NEWARK, N.J. -- For the better part of the first 40 minutes in Game 3 Saturday, the Rangers couldn't figure out how to do what they talked about doing, what they know they need to do in order to beat the Devils.
To get to the Stanley Cup Final, they are going to have get the puck in deep, win the battles along the wall to keep it down low, and create chances by making plays from behind the goal line.
They call it simplifying their game, but executing that style against the aggressive forechecking Devils is not easy, especially when Martin Brodeur will jump at any chance to play the puck and swiftly get it out of the zone to start another attack.
However, finally -- and that is a word that needs to be stressed considering seven of the first eight periods of the Eastern Conference Finals had been played and pretty much dominated by the Devils -- the Rangers were able to attack and get the zone time they needed as soon as the third period started Saturday.
It should come as no surprise then that they created two excellent scoring chances, drew a penalty, and scored a power-play goal that got them going in a 3-0 victory that put them up 2-1 in the series.
"That's what we want to do, get the puck deep, be first to the puck, win some battles," Rangers forward Carl Hagelin told NHL.com. "You could see we created chances from the slot and if you have a shot from the slot it's always a good chance. That's what we want to do, get on pucks and make them play 'D.'"
The Rangers did not do it at all in the first period and they were lucky to head to the dressing room with the game still scoreless. They were somewhat better in the second, but still not good enough to stop New Jersey from getting 15 shots on goal that were fortunately all stopped by Henrik Lundqvist.
"We spent too much time in our end zone," Rangers coach John Tortorella said. "That's due a little bit to them and due to us also, as far as some of the struggles we've had."
There was, however, a noticeable change in the Rangers aggressiveness to start the third.
In the three minutes and 18 seconds before defenseman Dan Girardi scored what turned into the game-winner, the Rangers won four faceoffs, including two in the offensive zone after the Devils iced the puck. Hagelin set up Brad Richards for a shot from the slot that hit the crossbar. Marian Gaborik was also inches away from beating Brodeur through his five-hole.

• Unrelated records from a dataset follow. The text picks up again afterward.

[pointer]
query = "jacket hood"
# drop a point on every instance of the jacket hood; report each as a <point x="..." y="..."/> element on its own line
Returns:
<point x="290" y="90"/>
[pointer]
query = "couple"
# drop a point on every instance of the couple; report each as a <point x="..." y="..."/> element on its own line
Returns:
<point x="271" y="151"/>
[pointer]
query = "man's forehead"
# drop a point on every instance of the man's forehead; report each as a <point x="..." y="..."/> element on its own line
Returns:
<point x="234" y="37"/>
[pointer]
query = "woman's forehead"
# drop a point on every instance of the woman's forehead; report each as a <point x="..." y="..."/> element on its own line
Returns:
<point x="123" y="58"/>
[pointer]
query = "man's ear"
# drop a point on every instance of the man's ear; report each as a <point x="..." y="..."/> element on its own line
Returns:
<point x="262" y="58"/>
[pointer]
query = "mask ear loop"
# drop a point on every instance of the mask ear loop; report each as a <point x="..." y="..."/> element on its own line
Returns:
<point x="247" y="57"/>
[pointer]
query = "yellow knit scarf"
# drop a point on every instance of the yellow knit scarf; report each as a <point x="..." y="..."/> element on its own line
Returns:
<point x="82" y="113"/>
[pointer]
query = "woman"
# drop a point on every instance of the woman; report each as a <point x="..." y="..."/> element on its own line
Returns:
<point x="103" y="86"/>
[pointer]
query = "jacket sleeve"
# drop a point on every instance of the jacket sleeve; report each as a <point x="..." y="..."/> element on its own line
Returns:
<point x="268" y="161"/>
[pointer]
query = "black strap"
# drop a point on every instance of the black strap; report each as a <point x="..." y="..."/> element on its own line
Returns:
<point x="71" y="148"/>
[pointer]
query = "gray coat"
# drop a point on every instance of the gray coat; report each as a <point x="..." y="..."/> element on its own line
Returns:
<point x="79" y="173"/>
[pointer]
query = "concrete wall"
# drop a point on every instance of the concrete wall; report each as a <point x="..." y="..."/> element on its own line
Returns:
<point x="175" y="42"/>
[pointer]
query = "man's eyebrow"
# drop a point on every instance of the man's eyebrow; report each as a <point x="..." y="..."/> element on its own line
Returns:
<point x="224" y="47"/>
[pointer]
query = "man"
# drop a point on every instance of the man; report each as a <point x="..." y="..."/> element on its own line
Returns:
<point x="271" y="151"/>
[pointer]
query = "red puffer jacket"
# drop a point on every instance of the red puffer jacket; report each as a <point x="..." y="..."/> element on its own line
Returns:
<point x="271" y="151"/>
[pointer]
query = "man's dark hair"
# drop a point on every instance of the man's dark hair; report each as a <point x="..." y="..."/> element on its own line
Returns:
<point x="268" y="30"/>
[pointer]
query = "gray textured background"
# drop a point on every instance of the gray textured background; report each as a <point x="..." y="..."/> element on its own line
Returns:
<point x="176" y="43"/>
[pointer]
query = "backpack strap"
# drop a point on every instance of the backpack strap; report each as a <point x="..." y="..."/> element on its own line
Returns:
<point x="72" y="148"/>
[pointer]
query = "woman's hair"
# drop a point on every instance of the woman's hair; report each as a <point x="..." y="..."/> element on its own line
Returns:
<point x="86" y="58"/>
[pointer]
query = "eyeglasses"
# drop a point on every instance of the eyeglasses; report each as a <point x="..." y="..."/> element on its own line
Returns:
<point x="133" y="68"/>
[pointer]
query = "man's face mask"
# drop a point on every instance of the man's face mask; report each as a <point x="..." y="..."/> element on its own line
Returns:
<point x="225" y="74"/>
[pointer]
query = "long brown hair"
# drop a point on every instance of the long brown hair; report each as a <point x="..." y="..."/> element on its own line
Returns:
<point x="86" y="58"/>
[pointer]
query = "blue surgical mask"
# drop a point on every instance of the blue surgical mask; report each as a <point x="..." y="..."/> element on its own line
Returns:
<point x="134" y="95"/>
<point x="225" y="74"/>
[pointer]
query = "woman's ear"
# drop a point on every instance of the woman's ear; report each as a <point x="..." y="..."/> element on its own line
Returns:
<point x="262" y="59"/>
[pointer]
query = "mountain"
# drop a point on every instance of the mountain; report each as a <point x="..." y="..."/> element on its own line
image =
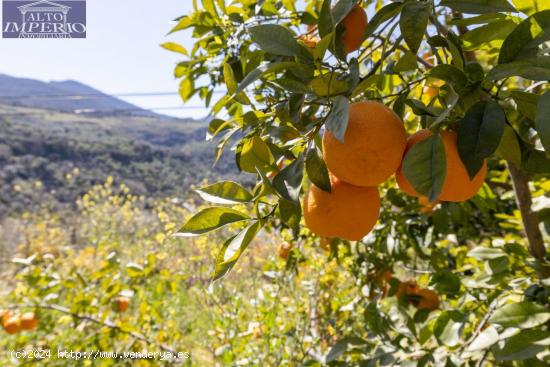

The Rangers kept possession and pressure enough that Gaborik eventually drew a hooking penalty on Bryce Salvador near the right-wing corner 2:11 into the period. And, after Richards' second straight faceoff win, Girardi blasted a one-timer past Brodeur from the inner edge of the right circle to give the Rangers a 1-0 lead at 3:19.
It was 2-0 just like that because the Rangers were finally playing the way they intended to play after leaving it on Lundqvist's capable shoulders to keep them in the game through two periods.
"We had some jump there in the third and got a couple of good scoring chances," Richards said. "I thought we scored on one of them, I couldn't see it hit the bar but I thought it was in. We were a little upset we didn't score, but we drew a penalty and ended up getting something so that was good."
The Rangers, though, felt they were starting to attack after Tortorella called a timeout 1:51 into the second period; after Lundqvist had to rob Ilya Kovalchuk on a breakaway and stop a Dainius Zubrus blast from between the circles and the subsequent rebound attempt by Adam Henrique from the slot.
Tortorella said they were "lethargic" and thought his team was "going to get scored on because we were too lackadaisical." So, he used his timeout and the Rangers came out with some better jump and started to send more traffic and bodies to the net.
A pair of minor penalties (tripping on Mike Rupp at 10:35; interference on John Mitchell at 14:04) curbed any momentum the Rangers were trying to create. At least they were able to kill those off with relative ease and nearly connected on a 3-on-1 shorthanded rush when Mitchell was in the box.
"I thought we had a couple momentum surges there (in the second)," McDonagh said. "We were making strides there, but you can build momentum off a penalty kill, too, if you can close it out. We were able to do a good job in that area."
The penalty kill allowed the Rangers to enter the third period still locked in a scoreless tie, still confident that they were getting close to breaking it.
"We didn't panic," Lundqvist said. "We kept our composure, kept playing the same way, and as a goalie, you know sooner or later it's going to turn. It's going to turn in our favor. We're going to get a chance. We're going to get a break. And that's the feeling I had. In the third we came out big, made some really big plays and scored some really good goals."
They did because they were finally the aggressor, finally able to apply necessary pressure to take the Devils game and shove it right back in their face.
If the Rangers are going to win two more games to get to the Stanley Cup Final, they're going to have to find a way to play more minutes just like that.
No, it's not easy to do against these Devils, who are not the shot-blockers that the Capitals were because they are aggressive enough that they don't have to be. However, the Rangers showed in the first couple of shifts of the third period Saturday that it can be done.
At least they had Lundqvist around to give them a chance to figure it out.
"That's why we're a team," Richards said. "He's part of it and we hope to help him out next game."